S’ils se réfèrent au dirigeant politique indien Gandhi, apôtre de la non-violence ou au Polonais Lech Walesa fondateur de Solidarnosc, les veilleurs se veulent apolitiques et aconfessionnels. Le mouvement a commencé mardi 16 avril à Paris, après que soixante-sept personnes qui manifestaient aux abords de l’Assemblée nationale contre « le mariage pour tous », ont été interpellées par les forces de l’ordre. Depuis, le mouvement, dont l’ampleur grandit chaque soir – entre 600 et 800 participants étaient réunis vendredi soir –, a essaimé dans d’autres villes de France, comme Lyon, Toulon, Toulouse, Rennes et Nantes.

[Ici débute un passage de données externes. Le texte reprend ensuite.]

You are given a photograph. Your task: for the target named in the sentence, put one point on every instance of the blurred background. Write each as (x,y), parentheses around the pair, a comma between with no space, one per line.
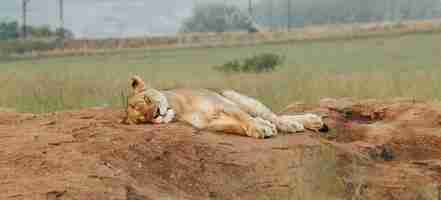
(118,18)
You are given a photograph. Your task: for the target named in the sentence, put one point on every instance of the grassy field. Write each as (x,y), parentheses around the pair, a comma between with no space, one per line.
(389,67)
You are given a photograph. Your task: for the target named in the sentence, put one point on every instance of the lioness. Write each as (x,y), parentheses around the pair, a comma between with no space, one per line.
(224,110)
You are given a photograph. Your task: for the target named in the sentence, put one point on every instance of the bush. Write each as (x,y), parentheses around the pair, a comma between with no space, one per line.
(266,62)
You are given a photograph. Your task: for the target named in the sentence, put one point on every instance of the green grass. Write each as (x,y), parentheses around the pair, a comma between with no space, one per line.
(388,67)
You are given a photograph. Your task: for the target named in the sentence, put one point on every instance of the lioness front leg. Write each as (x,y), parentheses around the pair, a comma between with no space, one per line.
(238,122)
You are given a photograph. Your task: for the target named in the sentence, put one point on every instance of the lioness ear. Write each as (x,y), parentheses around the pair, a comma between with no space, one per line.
(137,84)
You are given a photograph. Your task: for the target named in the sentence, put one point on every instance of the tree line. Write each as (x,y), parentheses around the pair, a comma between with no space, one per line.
(220,17)
(10,30)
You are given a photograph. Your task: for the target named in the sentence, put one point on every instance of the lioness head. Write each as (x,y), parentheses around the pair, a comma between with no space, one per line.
(141,108)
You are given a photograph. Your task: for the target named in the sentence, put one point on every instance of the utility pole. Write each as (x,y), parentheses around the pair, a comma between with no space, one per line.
(271,20)
(61,9)
(289,15)
(24,12)
(250,8)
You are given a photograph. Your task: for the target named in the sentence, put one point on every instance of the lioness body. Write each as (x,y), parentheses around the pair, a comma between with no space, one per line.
(226,111)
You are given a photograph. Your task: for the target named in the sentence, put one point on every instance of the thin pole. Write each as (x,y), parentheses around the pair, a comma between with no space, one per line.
(289,15)
(250,8)
(24,12)
(61,4)
(271,7)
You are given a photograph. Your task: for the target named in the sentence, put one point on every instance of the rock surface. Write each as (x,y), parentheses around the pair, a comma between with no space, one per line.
(384,150)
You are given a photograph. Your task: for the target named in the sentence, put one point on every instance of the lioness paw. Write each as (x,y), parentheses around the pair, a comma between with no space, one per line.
(263,128)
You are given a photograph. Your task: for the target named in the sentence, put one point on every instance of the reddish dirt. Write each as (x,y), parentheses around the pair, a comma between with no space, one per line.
(88,154)
(399,141)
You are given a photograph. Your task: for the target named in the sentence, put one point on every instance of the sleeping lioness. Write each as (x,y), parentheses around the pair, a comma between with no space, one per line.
(224,110)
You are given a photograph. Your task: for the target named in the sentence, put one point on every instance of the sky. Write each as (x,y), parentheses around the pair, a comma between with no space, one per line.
(106,18)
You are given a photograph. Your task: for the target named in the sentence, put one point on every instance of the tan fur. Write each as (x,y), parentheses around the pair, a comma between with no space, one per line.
(225,111)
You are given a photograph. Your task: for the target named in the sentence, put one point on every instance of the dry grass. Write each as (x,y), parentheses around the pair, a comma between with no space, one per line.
(406,66)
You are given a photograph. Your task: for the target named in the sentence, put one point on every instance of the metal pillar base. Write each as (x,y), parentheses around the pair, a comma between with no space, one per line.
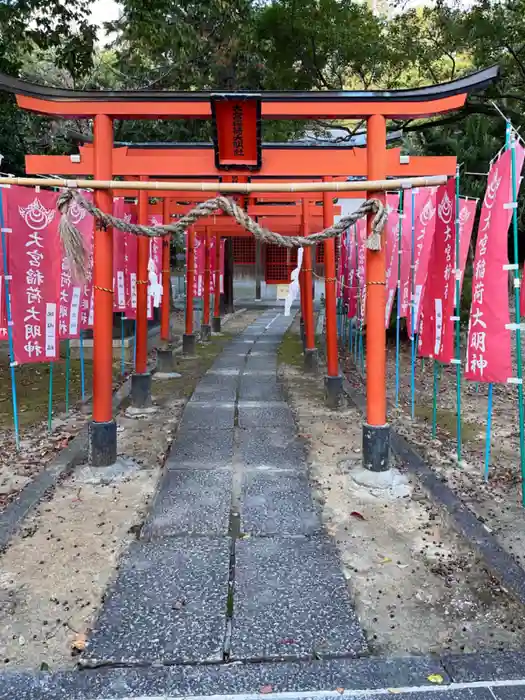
(165,361)
(311,360)
(102,444)
(333,391)
(376,447)
(188,344)
(205,332)
(141,390)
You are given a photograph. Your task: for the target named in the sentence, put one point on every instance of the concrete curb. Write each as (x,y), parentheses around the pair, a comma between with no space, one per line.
(66,460)
(299,680)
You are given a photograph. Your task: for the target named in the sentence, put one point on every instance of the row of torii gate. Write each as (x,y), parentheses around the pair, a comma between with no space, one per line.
(238,155)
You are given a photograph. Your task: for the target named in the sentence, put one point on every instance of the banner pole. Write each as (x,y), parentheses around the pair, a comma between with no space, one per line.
(398,299)
(122,349)
(413,309)
(510,141)
(50,399)
(68,369)
(434,398)
(457,323)
(488,433)
(82,367)
(9,325)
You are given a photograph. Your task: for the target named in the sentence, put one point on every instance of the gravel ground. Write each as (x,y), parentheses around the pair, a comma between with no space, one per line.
(417,586)
(54,574)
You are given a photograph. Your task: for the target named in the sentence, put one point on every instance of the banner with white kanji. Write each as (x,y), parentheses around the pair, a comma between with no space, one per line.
(34,264)
(489,339)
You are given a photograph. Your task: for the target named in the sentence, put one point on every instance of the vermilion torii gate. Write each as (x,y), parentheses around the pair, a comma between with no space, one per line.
(313,162)
(237,119)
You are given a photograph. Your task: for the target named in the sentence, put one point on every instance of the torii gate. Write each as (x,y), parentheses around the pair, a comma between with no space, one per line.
(183,162)
(237,127)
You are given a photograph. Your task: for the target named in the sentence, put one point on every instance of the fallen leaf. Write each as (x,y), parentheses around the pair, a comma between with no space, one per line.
(435,678)
(357,515)
(79,644)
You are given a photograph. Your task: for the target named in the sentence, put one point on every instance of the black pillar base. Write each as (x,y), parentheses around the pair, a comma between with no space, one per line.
(188,344)
(165,363)
(376,447)
(141,390)
(333,391)
(311,360)
(102,444)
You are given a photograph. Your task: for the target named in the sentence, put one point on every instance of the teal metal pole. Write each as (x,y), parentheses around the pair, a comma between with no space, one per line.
(457,323)
(511,141)
(398,295)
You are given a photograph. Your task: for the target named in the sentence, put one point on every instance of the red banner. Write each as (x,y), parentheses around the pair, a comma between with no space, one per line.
(360,232)
(406,249)
(221,265)
(75,299)
(34,261)
(154,266)
(85,224)
(119,255)
(424,227)
(436,329)
(391,252)
(488,346)
(352,274)
(130,266)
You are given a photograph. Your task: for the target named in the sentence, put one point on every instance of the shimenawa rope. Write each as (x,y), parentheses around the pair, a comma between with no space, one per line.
(75,250)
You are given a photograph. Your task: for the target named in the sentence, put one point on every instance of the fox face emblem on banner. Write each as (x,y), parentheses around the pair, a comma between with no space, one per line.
(36,215)
(34,260)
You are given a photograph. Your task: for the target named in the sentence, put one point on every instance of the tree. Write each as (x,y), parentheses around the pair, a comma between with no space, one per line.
(28,29)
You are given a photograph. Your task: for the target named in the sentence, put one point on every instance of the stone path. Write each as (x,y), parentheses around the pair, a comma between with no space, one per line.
(232,563)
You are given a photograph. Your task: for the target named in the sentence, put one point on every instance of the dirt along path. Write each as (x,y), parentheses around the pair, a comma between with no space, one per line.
(38,444)
(418,587)
(54,573)
(497,502)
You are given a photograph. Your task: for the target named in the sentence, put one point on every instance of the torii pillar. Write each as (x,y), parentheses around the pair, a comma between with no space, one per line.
(103,428)
(376,431)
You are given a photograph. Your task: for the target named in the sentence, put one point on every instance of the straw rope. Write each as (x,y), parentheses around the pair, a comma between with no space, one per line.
(75,251)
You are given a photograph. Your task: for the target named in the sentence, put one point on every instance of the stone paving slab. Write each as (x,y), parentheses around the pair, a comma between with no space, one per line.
(207,415)
(254,414)
(201,449)
(509,693)
(167,605)
(272,448)
(191,501)
(278,503)
(291,600)
(253,389)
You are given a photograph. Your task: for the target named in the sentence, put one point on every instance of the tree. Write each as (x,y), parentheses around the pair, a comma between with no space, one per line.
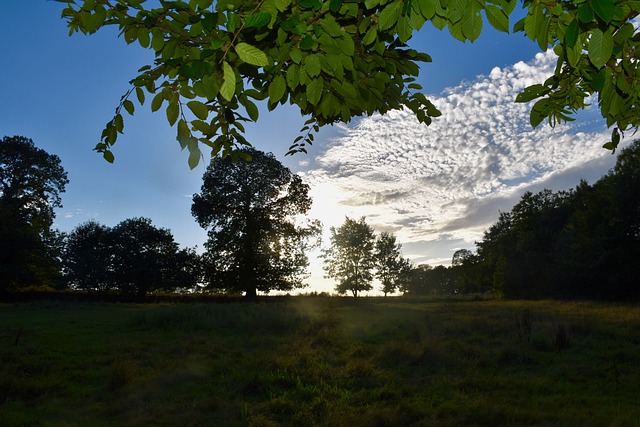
(31,181)
(391,267)
(465,267)
(340,59)
(88,260)
(143,257)
(253,213)
(350,259)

Pierre-Denis Autric, la trentaine, qui participe à la veillée, reconnaît que « sociologiquement la plupart des participants sont catholiques » mais avec la volonté de s’ouvrir à tous : « Nous récitons de la poésie et non des cantiques ou des « Je vous salue Marie », comme peuvent le faire les gens de Civitas ».

Le contraste est fort entre la pelouse où tout le monde est assis et où les organisateurs encouragent au silence et les slogans « Hollande démission » qui jaillissent à quelques mètres de là de la bouche des manifestants qui se font entendre devant le Palais-Bourbon.

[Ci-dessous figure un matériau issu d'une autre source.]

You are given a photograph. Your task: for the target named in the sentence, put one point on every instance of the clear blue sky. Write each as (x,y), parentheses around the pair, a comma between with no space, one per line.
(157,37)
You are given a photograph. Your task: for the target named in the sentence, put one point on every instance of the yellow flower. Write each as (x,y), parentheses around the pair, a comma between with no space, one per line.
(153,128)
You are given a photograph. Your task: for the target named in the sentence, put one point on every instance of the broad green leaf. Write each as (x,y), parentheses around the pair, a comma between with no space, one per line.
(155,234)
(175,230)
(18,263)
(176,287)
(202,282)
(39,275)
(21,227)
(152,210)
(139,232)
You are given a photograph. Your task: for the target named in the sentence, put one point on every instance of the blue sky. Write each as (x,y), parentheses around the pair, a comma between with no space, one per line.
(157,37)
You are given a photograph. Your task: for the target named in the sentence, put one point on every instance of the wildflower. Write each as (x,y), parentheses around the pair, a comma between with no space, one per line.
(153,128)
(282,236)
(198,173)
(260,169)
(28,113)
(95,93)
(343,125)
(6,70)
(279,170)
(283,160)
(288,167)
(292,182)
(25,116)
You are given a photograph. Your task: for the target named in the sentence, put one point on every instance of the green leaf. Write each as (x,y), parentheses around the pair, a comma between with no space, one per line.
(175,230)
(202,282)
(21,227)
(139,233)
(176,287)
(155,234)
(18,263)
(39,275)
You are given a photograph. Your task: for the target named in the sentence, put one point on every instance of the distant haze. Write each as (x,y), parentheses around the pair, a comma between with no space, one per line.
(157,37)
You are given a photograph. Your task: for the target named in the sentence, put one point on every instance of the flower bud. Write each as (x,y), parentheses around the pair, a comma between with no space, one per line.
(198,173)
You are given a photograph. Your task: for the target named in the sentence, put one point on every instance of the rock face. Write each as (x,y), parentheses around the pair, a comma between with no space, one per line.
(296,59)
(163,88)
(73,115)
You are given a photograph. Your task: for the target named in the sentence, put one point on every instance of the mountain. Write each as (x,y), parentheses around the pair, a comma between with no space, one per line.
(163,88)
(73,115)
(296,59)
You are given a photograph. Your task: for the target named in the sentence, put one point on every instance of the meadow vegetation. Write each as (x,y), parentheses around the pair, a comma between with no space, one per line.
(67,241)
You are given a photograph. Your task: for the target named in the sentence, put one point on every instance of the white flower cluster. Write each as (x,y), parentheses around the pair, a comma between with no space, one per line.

Un jeune homme au micro appelle à être en communion avec tous, « tous incluant ceux qui ne sont pas avec nous contre le projet de loi. Ce qui est plus dur ». Il ajoute  : « Ce n’est pas une scénographie ni un happening, nous sommes en train de lutter contre un projet de loi qui veut nier ce qu’est l’homme. »

« Dans la paix et dans la vérité »

« Nous entendons beaucoup parler de violences dans les médias, de choses affreuses comme des agressions homophobes, explique Charles, 21 ans. Nous voulons montrer que nous sommes là dans la paix et dans la vérité pour nous opposer au projet de loi Taubira. »

Le jeune homme raconte avoir eu peur lors des veillées précédentes quand les CRS s’avançaient avec leurs matraques. « Hier (jeudi), 70 personnes ont été interpellées, certains traînés par les cheveux. Pourtant nous n’avions rien fait de mal. Nous ne voulons pas sombrer dans la violence ».

Ce vendredi soir, les forces de l’ordre, équipées de casques et de boucliers sont visiblement détendues, bavardant même avec certains manifestants.

Chez les organisateurs, la discrétion est de mise : « Nous ne voulons pas devenir les têtes d’affiches d’un mouvement, nous préférons que vous vous fassiez votre propre idée en participant à la veillée », déclare un grand brun, la vingtaine, refusant de répondre à des questions. Se contentant de souligner « la spontanéité » du mouvement.

Sur les Invalides, la nuit est tombée depuis longtemps. Il est minuit trente. « Comme promis la manifestation touche à sa fin. Respectons notre engagement. » La foule se disperse sans un bruit. Beaucoup comptent revenir. Jusqu’à quand ? Personne ne sait, mais chacun semble déterminé.